Martin Whitmarsh has urged Mercedes to finally sign the new Concorde Agreement. Despite Bernie Ecclestone's earlier intimations to the contrary, it emerged at Hockenheim that Mercedes is in fact sti...
Despite Bernie Ecclestone's earlier intimations to the contrary, it emerged at Hockenheim that Mercedes is in fact still yet to agree to the terms of the new deal.
It is believed a major sticking point is that top rivals McLaren, Ferrari and Red Bull have all been offered places on F1's post-floatation board, but not Mercedes.

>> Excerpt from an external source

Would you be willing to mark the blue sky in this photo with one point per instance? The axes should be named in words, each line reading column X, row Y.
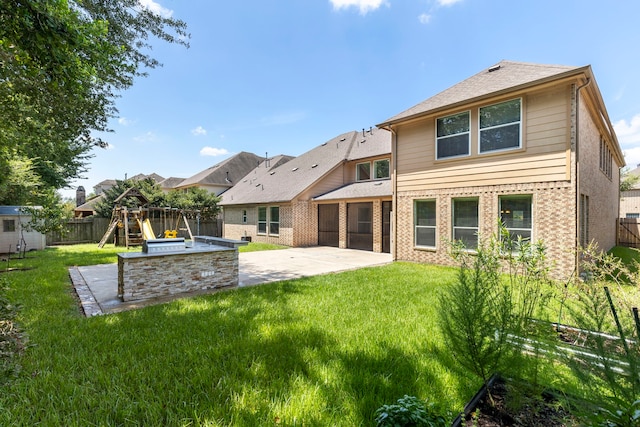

Indeed, in an interview with McLaren boss Whitmarsh posted on F1's official website, the transcript quotes the questioner as saying that only "three team members from Ferrari, Red Bull and McLaren" will be on the board.

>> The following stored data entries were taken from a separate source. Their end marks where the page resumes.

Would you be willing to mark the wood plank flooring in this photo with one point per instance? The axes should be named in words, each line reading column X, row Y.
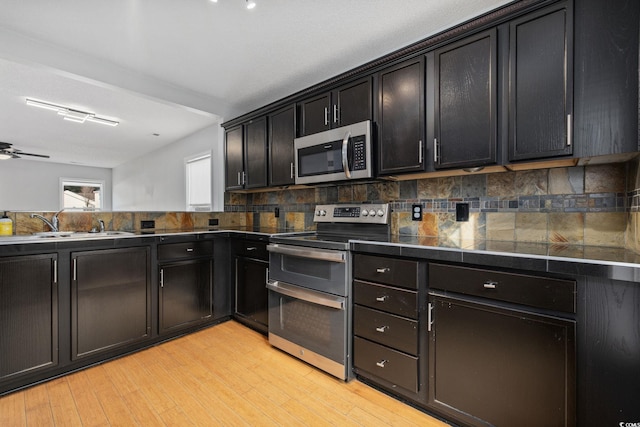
column 226, row 375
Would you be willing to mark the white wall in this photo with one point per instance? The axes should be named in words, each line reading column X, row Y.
column 31, row 185
column 156, row 182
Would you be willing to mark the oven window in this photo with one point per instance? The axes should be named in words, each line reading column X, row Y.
column 303, row 318
column 307, row 267
column 320, row 159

"I don't think that it is a secret anymore that nine teams have signed the contract -- and I really hope that the silver team next door (Mercedes) will sign very shortly and it will be then that we will take up our board position," said Whitmarsh.

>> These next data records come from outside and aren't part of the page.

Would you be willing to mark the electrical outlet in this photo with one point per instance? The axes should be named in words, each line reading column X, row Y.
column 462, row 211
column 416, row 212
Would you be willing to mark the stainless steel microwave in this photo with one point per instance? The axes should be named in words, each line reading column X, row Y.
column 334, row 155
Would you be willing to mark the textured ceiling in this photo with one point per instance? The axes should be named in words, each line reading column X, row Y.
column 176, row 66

Another major hurdle to the finalisation of the 2013 Concorde is the fact that the FIA is also yet to sign up.
When asked about that, Whitmarsh answered: "Well, my fear is that at the moment the deal hasn't been done and therefore it adds some volatility to the situation.
"At times formula one has lost opportunities because of inner frictions."
The Briton did, however, admit that it would be "possible" for formula one to live without its current governing body.
"But I don't think it is a productive thing," added Whitmarsh.
Interestingly, Whitmarsh - the head of the now-fractured teams alliance FOTA - also revealed that teams are in fact not signing a single Concorde Agreement, but a swathe of "individual contracts".
"If we (McLaren) were not happy with our contract we wouldn't have signed it, so I am not complaining, but the danger is that if we all have individual contracts that is probably not aligning us and bringing us together," he said.
"It (the Concorde Agreement) has never been perfect, but it's a model that before we abandon it we should be very cautious. Why reinvent something if it functions?"